Companies poised to reshape their markets by accelerating 5G innovation include network operators, network equipment manufacturers, electronic device makers and chipset companies. All are investing in the early runup to commercial 5G networks. In addition are innovators representing the entire communications ecosystem, including Qualcomm, Nokia, Xilinx, AT&T, Verizon, Samsung, and many others are pushing the gigaspeed envelope to demonstrate their 5G readiness. 

Whichever way 5G ultimately rolls out, and before any wide-scale customer deployment can take place, its commercial impact will hinge on establishing collective technical standards, common tools, and shared validation methods. It is a requirement that applies not only to 5G network operations, but to all the devices, apps and services connected to them. Before 5G innovators can deliver on its promised market impact, they must demonstrate that everything entering the 5G ecosystem - from networks to devices to services - is compatible and can meet the lofty goals set by the standard.
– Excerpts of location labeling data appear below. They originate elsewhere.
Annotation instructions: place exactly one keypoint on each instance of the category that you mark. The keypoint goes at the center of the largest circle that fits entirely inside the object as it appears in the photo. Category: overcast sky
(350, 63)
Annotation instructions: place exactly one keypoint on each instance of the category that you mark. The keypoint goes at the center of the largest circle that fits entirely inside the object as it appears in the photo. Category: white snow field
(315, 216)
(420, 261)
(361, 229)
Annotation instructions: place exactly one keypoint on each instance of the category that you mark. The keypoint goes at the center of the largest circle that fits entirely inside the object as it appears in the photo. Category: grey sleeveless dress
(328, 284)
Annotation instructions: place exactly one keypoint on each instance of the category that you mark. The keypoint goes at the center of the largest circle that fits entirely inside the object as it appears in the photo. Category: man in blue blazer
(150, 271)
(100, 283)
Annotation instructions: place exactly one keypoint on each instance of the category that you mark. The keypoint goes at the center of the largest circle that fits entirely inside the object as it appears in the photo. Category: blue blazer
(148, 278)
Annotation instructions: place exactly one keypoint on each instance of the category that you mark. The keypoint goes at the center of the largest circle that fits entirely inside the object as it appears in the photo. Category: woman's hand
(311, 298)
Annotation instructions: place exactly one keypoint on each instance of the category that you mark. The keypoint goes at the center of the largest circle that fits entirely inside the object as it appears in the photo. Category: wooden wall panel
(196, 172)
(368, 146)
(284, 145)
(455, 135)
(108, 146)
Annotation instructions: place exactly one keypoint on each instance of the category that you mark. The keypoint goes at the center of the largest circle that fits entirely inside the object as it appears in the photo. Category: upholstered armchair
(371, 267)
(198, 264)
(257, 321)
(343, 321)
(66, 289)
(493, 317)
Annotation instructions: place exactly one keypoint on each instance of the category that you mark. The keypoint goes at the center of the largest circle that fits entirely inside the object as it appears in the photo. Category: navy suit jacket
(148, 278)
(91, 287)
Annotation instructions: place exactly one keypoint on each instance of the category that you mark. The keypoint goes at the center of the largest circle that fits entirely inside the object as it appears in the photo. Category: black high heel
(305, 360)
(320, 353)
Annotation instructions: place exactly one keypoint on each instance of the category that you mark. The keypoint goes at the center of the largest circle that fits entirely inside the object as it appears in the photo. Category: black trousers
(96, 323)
Satish Dhanasekaran is President of the Communications Solutions Group at Keysight Technologies, and a member of the FCC's Technological Advisory Council (TAC). Dhanasekaran has more than 18 years of experience in the communications industry spanning business leadership, product, and technical roles at Keysight, and Agilent prior to the company's separation, as well as Motorola. Throughout his career, he has been at the forefront of communications ecosystem advances. Currently at Keysight, his team supports industry-leading customers with cutting-edge design & testing to bring 5G to market.